Ada keraguan (mungkin skeptisisme lebih pas, sementara skeptik senyatanya merupakan ciri awal perkembangan ilmu pengetahuan; antitesisnya; memungkinkan lahirnya paradigma ‘kemajuan’ yang baru) terhadap metode kesehatan alternatif. Alternatif adalah ‘secondsex’ -nya kesehatan modern di bahasa filsafat ketubuhan. Ada ketidakpercayaan publik kepada usada alternatif (mungkin akibat propaganda ‘kesehatan’ pihak tertentu) yang ‘pasif’. Ada kecemasan (utamanya bagi mesin kesehatan modern, termasuk di dalamnya ‘dokter’) bahwa usada alternatif akan menggeser eksistensi usada/obat kedokteran modern dimana dinamika kemajuannya membutuhkan biaya yang sangat tinggi; apalagi usada alternatif kurang mengedepankan keakuratan dan ‘riset ilmiah’.

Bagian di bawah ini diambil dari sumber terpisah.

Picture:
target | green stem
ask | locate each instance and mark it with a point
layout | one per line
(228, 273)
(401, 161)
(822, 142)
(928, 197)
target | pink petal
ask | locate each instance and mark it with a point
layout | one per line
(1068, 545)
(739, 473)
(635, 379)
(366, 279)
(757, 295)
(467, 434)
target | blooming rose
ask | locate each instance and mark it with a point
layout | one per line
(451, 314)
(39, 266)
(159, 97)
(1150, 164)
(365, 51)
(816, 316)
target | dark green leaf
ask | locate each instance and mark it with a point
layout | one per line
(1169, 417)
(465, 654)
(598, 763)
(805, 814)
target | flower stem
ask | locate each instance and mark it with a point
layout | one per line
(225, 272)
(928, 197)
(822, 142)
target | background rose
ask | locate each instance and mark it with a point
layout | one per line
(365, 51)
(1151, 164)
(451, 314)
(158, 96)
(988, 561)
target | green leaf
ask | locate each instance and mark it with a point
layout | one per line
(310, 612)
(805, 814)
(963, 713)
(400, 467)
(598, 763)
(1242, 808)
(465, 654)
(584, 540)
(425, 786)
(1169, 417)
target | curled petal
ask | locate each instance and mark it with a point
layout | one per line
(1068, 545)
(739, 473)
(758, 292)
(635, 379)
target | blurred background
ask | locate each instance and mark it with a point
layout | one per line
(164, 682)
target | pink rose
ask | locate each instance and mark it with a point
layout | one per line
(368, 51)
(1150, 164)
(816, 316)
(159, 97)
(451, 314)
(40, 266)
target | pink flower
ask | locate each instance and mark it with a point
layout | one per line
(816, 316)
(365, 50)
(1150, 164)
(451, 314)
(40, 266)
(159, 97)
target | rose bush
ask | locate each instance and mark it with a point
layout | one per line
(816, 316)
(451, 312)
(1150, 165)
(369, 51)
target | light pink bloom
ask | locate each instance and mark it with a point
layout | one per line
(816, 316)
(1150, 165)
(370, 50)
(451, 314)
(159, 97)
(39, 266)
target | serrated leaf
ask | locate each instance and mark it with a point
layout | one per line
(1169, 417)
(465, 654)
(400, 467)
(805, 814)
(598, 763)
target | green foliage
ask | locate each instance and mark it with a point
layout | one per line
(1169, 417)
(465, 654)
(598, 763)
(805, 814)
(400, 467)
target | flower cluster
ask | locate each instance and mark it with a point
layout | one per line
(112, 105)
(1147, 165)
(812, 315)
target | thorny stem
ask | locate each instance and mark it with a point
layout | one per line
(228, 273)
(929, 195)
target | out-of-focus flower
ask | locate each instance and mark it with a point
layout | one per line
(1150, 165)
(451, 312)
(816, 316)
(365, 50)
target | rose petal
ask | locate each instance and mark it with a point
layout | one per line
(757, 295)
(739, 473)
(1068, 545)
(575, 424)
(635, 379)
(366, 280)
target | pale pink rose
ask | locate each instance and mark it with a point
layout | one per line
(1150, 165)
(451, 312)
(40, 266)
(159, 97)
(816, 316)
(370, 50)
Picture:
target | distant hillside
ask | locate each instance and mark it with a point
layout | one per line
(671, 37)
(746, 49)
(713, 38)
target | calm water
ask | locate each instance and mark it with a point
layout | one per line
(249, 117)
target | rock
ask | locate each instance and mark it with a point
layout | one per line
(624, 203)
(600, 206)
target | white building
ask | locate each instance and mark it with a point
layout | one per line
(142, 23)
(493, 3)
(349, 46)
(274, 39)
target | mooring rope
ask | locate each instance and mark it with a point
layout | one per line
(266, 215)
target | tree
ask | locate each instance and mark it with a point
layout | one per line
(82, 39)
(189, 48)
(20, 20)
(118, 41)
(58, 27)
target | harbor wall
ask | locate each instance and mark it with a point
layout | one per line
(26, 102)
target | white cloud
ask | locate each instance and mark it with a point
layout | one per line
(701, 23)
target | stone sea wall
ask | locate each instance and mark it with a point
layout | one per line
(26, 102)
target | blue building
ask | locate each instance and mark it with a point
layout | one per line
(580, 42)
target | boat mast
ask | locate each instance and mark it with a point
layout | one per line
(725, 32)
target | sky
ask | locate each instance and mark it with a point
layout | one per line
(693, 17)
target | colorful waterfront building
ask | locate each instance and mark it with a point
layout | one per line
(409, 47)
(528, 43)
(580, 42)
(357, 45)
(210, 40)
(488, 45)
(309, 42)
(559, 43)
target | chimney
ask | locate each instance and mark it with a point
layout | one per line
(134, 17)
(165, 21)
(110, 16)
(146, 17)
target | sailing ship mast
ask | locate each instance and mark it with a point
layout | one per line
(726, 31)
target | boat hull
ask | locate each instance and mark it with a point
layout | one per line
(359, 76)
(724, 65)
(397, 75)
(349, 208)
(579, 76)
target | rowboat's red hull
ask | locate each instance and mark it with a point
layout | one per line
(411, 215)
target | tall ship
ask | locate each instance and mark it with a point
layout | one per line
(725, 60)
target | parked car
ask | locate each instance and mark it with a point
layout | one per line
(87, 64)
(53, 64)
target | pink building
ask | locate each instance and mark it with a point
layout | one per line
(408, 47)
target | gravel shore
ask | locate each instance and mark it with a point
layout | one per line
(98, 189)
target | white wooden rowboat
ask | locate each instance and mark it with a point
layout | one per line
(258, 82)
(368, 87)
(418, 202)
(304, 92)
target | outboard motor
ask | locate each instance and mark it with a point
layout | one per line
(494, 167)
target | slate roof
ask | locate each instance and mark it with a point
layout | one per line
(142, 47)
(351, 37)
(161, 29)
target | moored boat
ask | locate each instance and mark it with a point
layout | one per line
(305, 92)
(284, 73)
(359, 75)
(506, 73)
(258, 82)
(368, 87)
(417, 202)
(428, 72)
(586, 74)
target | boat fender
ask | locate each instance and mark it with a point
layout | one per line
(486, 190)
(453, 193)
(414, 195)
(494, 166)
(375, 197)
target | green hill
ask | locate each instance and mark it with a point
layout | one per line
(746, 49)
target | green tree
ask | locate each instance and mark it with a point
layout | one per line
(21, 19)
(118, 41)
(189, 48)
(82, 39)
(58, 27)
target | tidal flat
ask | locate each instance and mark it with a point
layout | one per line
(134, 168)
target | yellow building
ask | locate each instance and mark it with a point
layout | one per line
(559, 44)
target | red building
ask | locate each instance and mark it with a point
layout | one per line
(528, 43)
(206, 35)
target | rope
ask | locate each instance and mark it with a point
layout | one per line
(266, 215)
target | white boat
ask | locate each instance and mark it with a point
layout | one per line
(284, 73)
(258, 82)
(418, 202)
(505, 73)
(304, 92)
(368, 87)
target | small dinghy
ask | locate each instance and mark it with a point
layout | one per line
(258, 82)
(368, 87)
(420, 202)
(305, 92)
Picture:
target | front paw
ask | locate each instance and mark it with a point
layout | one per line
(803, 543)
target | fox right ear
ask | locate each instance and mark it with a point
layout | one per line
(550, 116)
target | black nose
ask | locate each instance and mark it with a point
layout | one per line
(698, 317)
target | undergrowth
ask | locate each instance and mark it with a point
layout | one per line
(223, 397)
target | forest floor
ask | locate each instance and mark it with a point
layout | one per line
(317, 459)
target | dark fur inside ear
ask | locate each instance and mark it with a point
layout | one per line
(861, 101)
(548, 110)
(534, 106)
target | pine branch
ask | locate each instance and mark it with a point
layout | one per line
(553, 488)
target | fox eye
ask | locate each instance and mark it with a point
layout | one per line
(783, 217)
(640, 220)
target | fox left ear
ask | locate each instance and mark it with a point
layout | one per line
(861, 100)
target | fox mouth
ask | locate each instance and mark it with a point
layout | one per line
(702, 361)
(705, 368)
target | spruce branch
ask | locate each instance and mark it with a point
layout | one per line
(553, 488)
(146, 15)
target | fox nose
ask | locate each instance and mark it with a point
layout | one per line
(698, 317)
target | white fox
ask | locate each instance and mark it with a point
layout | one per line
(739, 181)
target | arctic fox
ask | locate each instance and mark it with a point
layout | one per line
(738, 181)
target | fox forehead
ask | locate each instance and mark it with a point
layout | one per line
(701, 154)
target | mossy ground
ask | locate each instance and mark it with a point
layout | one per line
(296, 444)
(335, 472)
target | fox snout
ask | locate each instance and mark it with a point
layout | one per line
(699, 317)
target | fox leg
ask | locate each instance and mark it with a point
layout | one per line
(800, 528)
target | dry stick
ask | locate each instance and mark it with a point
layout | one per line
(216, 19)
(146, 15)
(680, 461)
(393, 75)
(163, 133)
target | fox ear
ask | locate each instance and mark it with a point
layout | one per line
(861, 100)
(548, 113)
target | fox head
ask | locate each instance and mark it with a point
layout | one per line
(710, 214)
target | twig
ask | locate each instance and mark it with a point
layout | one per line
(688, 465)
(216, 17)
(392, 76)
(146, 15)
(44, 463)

Atau mungkin hanya sesepele: bahwa profesi dokter akan kegusur sejawatnya: tukang promosi kesehatan sebagai sama-sama tenaga kesehatan di dinas kesehatan maupun kementerian kesehatan. Bahkan terhadap sepakan, atau tonjokan, dhukun-usada di dunia alternatif yang justru di saat genting mampu ‘menyelamatkan senyawa’. Rasanya, ada laku memanipulasi: bahwa ada ketertinggalan dan kemunduran cara berfikir masyarakat karena telah memilih usada-alternatif.

Cita-cita para anak sekolah menjadi farmasis atau dokter atau perawat dibanding menjadi dhukun-usada (istilah ini bagi anak-anak dan pengajar sekolahan modern tak masuk di nalar [common sense]) atau minimal herbalis, tabib, formulator lokal (hampir sama dengan cita-cita anak-anak sekolah menjadi enjiner dibanding tukang, atau sarjana pertanian dibanding petani wutun/wekel, dsb.) lebih dominan, atau bahkan bisa dikatakan semuanya.

Beberapa fakta: bermunculan para formulator atau dhukun usada atau herbalis yang secara lembut diakui sebagai tempat berguru oleh orang-orang kesehatan/kedokteran modern, namun di tataran permukaan tidak diakukan dan dipropagandakan). Sekolah-sekolah formal ikut mengampanyekan propaganda ini. Menjauhkan cara berfikir anak-anak dari makna alternatif: pencarian metode-metode kesehatan yang sebenarnya tumpah-ruah di realitas lokal pribumi secara terus-menerus. Namun justru sebaliknya. Sering semakin digiring menuju hiper.